En Argentina, el último caso de polio se registró en 1984 y unos años más tarde se pudo confirmar la certificación oficial de la eliminación de la polio en toda América. “La Erradicación de la Poliomielitis se llevó a cabo a través de cinco indicadores; obteniéndose la certificación oficial para la Región de las Américas en 1994″, informó la Organización Panamericana de la Salud en la Revista Panamericana de Salud Pública.
Actualmente la Argentina dejó de utilizar la vacuna oral contra la polio y pasó a aplicar exclusivamente la vacuna inactivada inyectable. Esta decisión se tomó siguiendo las recomendaciones de la Organización Mundial de la Salud (OMS) y forma parte de una estrategia global para erradicar definitivamente la enfermedad.
La vacuna oral, aunque efectiva y clave en la reducción de la polio, utiliza un virus atenuado que, en casos extremadamente raros, puede mutar y generar brotes de poliovirus derivado de la vacuna. Para evitar este riesgo y garantizar una inmunización más segura, Argentina y muchos otros países adoptaron el esquema de vacunación inyectable, que utiliza virus inactivados y no conlleva este peligro.
Erradicación global y rumores falsos
En 1988, la OMS lanzó la Iniciativa de Erradicación Mundial de la Poliomielitis. El objetivo era ambicioso: eliminar la enfermedad para el año 2000. Aunque no se logró en su totalidad, los avances fueron impresionantes. Logró una reducción de más del 99% en los casos a nivel global. Cuando comenzó, se estimaban 350.000 casos en más de 125 países endémicos; para 2018, esta cifra se redujo a solo 33 casos en dos países. Este éxito se atribuye a la vacunación de más de 2.500 millones de niños por una red global de 20 millones de voluntarios.
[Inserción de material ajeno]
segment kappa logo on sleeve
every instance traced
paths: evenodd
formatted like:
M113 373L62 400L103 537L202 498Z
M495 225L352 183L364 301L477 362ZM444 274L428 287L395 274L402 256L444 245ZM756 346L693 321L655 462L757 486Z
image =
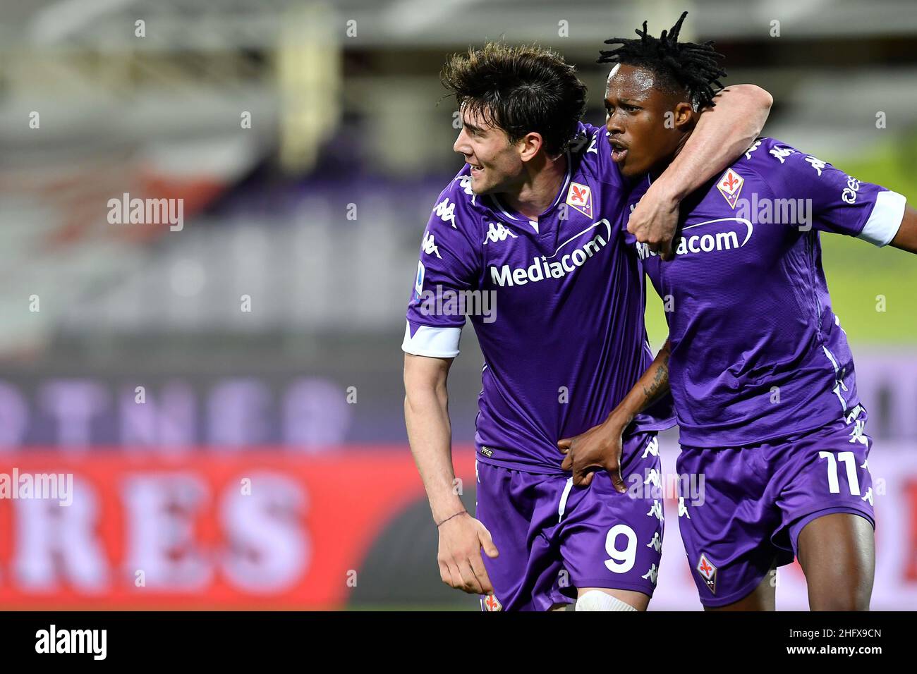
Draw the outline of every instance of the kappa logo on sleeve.
M567 204L586 217L592 216L592 192L589 189L589 185L570 182L570 189L567 193Z
M701 561L697 563L697 572L701 574L707 589L712 594L716 594L716 567L707 558L707 553L701 553Z
M439 254L439 248L436 246L434 241L433 235L430 234L429 231L424 235L424 241L421 243L420 247L427 255L436 255L440 260L443 259L443 256Z
M516 235L511 232L509 229L504 227L501 223L491 223L491 228L487 230L487 238L484 239L484 244L488 241L492 243L497 243L498 241L505 241L507 237L512 237L513 238L518 238Z
M730 208L735 208L743 184L745 184L745 178L732 169L726 169L726 172L716 183L716 189L723 194L723 198L726 200Z

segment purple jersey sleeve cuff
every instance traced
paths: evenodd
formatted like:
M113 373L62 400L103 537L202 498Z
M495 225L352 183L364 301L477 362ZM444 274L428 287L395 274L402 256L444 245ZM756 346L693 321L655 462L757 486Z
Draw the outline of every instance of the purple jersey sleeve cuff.
M413 335L411 334L412 327L414 328ZM460 327L412 326L411 321L407 321L402 350L414 356L455 358L458 355L458 338L460 337Z
M907 199L897 192L878 193L859 238L876 246L888 246L901 226L905 204Z

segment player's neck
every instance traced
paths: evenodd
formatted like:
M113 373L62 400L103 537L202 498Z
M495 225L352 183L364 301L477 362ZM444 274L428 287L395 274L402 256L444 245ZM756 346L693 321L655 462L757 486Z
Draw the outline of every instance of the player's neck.
M539 160L533 160L533 162ZM529 220L537 221L558 197L567 176L567 153L555 160L547 157L539 164L526 166L526 174L517 189L501 194L507 205Z
M676 146L675 150L666 159L662 160L656 166L654 166L652 169L649 170L650 182L655 182L656 179L658 178L660 175L662 175L663 172L665 172L666 169L668 168L668 165L675 160L675 158L678 157L679 153L681 152L682 149L684 149L685 144L688 142L688 138L691 138L690 132L684 134L679 140L679 144L678 146Z

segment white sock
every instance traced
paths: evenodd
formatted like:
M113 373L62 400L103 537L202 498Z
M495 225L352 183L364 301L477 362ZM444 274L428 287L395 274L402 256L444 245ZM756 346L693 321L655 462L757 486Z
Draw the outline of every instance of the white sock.
M629 603L622 602L617 597L590 590L576 601L575 611L636 611Z

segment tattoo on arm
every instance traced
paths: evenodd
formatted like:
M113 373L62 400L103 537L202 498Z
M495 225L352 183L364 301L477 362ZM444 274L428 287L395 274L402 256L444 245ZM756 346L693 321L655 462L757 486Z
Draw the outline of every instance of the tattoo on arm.
M667 341L665 346L659 351L659 354L656 357L658 360L658 364L656 366L656 371L653 375L653 381L647 386L644 384L643 394L645 396L644 403L648 404L659 394L664 384L668 383L668 357L670 355L668 342Z

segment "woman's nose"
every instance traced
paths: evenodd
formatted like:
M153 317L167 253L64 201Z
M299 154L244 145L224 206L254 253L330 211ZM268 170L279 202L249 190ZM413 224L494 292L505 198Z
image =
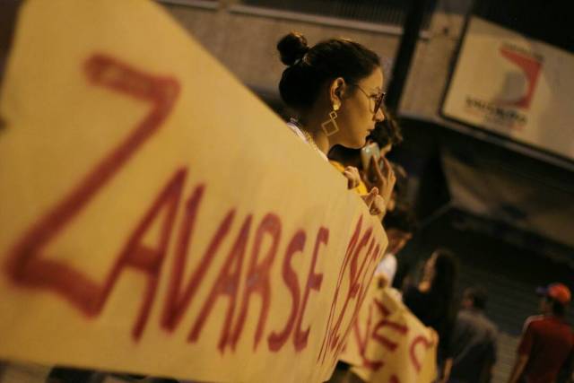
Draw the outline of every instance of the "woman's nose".
M385 113L383 113L383 110L380 108L377 110L375 116L373 116L373 119L377 122L385 121Z

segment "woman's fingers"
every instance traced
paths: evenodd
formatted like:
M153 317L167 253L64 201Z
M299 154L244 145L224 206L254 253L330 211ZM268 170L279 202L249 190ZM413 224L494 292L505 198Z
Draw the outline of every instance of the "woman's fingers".
M361 181L361 175L359 170L352 166L347 166L343 172L343 175L347 178L347 187L350 189L355 188L359 186Z
M370 206L373 205L373 201L375 200L377 196L378 196L378 189L377 187L373 187L370 189L368 195L361 196L361 197L363 201L365 201L367 207L370 209Z
M386 205L387 204L383 197L378 195L370 205L370 212L371 215L382 215L387 209Z
M377 163L377 160L375 160L374 156L370 158L370 167L372 169L374 177L373 180L375 181L375 184L379 184L383 179L385 179L385 176L381 172L380 167L378 166L378 163Z

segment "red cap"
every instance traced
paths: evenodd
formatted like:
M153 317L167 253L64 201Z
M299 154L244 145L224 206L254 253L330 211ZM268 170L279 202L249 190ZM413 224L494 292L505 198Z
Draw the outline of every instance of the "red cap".
M571 298L570 290L562 283L551 283L546 287L539 287L536 289L536 292L552 298L563 305L567 305Z

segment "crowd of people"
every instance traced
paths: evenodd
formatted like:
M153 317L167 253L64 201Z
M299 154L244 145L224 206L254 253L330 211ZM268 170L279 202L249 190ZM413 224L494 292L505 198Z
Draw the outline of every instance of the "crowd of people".
M384 104L385 76L378 56L355 41L330 39L312 47L291 32L277 44L287 66L279 83L292 111L287 126L322 160L329 161L381 220L388 238L376 273L389 285L399 253L416 231L406 197L406 173L387 154L402 135ZM480 286L457 300L457 256L436 249L420 280L409 278L398 294L424 325L439 335L438 382L488 382L497 361L497 328L485 315L487 293ZM570 292L553 283L538 292L541 316L526 319L509 382L567 382L574 369L574 335L565 320ZM54 369L53 381L90 379L92 371Z
M415 225L399 196L406 175L386 158L402 137L396 120L385 109L379 57L344 39L309 47L305 37L294 32L284 36L277 48L287 65L281 96L294 114L288 126L329 160L348 179L348 187L382 219L389 244L376 273L392 283L396 256ZM398 190L394 190L397 175ZM413 314L439 335L436 381L489 382L497 360L497 328L484 313L487 293L480 286L466 289L458 305L457 273L457 256L439 248L426 261L420 281L408 279L399 294ZM554 283L539 292L542 316L525 323L509 379L512 383L571 379L574 333L564 318L570 290Z

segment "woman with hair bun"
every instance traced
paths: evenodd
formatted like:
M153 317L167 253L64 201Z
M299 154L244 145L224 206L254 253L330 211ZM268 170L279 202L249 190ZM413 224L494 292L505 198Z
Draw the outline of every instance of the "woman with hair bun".
M282 99L295 113L289 127L326 161L335 144L361 148L378 121L381 109L383 72L378 56L345 39L330 39L309 47L307 39L291 32L277 43L287 65L279 83ZM361 178L356 168L344 175L349 188ZM395 185L390 166L378 173L377 187L363 196L374 215L382 216Z

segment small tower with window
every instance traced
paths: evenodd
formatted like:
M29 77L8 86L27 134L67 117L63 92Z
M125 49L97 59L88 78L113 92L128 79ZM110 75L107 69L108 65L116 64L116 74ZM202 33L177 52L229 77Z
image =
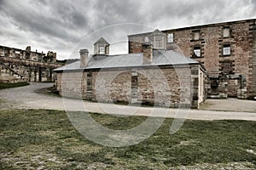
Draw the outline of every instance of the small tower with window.
M101 37L94 44L94 54L109 54L109 43L103 38Z
M166 35L162 31L156 29L148 38L154 49L166 49Z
Pero no todo fue fácil. En otros países, como Nigeria, rumores falsos sobre la vacuna llevaron a un boicot en 2003. El resultado fue un aumento del 900% en los casos de polio en solo dos años. Fue un recordatorio claro de que la desinformación puede costar vidas. En 2019, Filipinas reportó su primer caso en 19 años. En 2020, Pakistán y Afganistán siguieron siendo los únicos países donde el virus circula libremente.
Los conflictos armados y la desconfianza en las vacunas complican los esfuerzos. Por eso, la OMS y sus socios siguen trabajando para erradicar la enfermedad. En 2020, África fue declarada libre de polio salvaje, un logro monumental. Pero el desafío continúa. Expertos afirman que se necesitan más fondos, voluntarios y concientización.
En Argentina, las campañas de vacunación siguen siendo una prioridad. Cada año, millones de niños reciben la vacuna oral contra la polio, asegurando que el virus no regrese. Pero el movimiento antivacunas representa una amenaza creciente. En 2018, un brote de sarampión en el país sirvió como advertencia: si se reduce la vacunación, enfermedades que parecían en el olvido pueden volverse una realidad concreta.
No hace falta más que observar como, en 2019, Samoa sufrió un brote de sarampión que causó la muerte de al menos 83 personas, principalmente niños, debido a la baja tasa de vacunación causada por la desinformación. Tras un error en la administración de la vacuna por parte de las encargadas de la aplicación, grupos antivacunas propagaron miedo, reduciendo la inmunización al 31% y dejando a la población vulnerable. El gobierno declaró el estado de emergencia y lanzó una campaña de vacunación masiva, logrando superar el 95% de cobertura y contener el brote. Este caso evidenció el impacto de la desinformación y la importancia de la confianza en las campañas sanitarias.